Facebook, now Meta, CEO Mark Zuckerberg said he thinks the FBI is a "legitimate institution" amid far-right GOP figures calling for the agency to be defunded following its raid of Donald Trump's Mar-a-Lago residence.
During a 3-hour segment on podcaster Joe Rogan's program, Rogan asked Zuckerberg how his company handles content that has heavy news attention, such as the controversial late 2020 New York Post story involving the laptop of now-President Joe Biden's son, Hunter Biden, and if Facebook "censored that as well."
Zuckerberg said the FBI had already approached his company, warning them to be on the look-out for polarizing content, just as Russian propaganda made the platform its home around the 2016 US presidential election.
"We just kind of thought, 'Hey look, if the FBI — which I still view as a legitimate institution in this country, it's very professional law enforcement — they come to us and tell us we need to be on guard about something, then I want to take that seriously," Zuckerberg told Rogan.
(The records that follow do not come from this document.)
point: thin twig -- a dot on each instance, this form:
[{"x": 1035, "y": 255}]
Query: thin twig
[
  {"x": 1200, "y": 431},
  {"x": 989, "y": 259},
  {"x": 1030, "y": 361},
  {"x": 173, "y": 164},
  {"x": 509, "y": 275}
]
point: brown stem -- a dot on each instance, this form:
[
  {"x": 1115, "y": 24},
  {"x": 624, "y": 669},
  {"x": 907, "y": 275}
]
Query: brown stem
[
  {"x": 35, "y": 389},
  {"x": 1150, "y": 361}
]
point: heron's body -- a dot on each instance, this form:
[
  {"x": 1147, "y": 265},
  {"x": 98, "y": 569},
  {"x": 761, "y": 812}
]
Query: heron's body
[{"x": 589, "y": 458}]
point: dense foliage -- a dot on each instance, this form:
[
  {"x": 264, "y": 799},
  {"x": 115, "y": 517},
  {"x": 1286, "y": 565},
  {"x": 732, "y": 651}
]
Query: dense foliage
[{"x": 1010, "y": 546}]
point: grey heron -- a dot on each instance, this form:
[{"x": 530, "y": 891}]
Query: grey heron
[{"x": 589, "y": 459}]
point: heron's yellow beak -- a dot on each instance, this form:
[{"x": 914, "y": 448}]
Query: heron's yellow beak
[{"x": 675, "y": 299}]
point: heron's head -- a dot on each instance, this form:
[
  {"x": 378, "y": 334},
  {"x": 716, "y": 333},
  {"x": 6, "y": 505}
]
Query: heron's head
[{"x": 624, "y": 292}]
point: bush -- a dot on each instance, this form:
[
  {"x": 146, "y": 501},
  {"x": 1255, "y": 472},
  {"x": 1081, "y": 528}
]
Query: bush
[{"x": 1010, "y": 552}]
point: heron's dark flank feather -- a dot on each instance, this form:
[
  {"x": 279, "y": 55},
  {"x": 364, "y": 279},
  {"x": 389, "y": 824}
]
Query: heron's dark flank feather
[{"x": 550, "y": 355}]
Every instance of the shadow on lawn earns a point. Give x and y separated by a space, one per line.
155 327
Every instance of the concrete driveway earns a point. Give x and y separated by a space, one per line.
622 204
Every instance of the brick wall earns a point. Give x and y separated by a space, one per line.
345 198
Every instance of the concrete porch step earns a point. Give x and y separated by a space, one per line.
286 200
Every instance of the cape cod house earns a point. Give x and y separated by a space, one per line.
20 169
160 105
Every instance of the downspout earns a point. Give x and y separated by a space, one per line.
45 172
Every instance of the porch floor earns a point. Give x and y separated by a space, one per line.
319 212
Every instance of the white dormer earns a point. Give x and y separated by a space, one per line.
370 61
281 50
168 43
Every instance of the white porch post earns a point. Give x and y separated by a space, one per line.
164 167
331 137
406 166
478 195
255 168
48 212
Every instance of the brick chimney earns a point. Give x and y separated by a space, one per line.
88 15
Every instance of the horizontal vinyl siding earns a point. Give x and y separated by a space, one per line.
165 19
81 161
Zuckerberg said it took a different approach than Twitter and did not outright prohibit users from sharing the NY Post story. It still allowed Facebook users to share it, but the story showed up less in people's NewsFeed, meaning it got less traffic.
"'We have it on notice that there is about to be some kind of dump that's similar to that, so just be vigilant,'" the FBI told Facebook, according to Zuckerberg, who noted that he couldn't recall if they warned him about the NY Post story specifically but thought the story "fit the pattern."
The NY Post story published just a few months before the divisive 2020 US Presidential Election and became a favorite talking point for conservatives who allege major internet companies discriminate against them.
Twitter banned the URL of the story from its site, a move that then-CEO Jack Dorsey said was "wrong."
The FBI obtained a federal search warrant for Trump's Mar-a-Lago residence earlier this month to determine if he had mishandled classified government documents. The New York Times reported Monday that the government has retrieved 300 documents bearing Trump's markings since he left office in January 2021, including ones that the FBI seized.
Pro-Trump figures like Georgia Rep. Marjorie Taylor Greene and Arizona Rep. Paul Gosar advocated for the FBI to be defunded, in contrast to conservatives' longtime efforts to push back on leftists' plans to defund the police.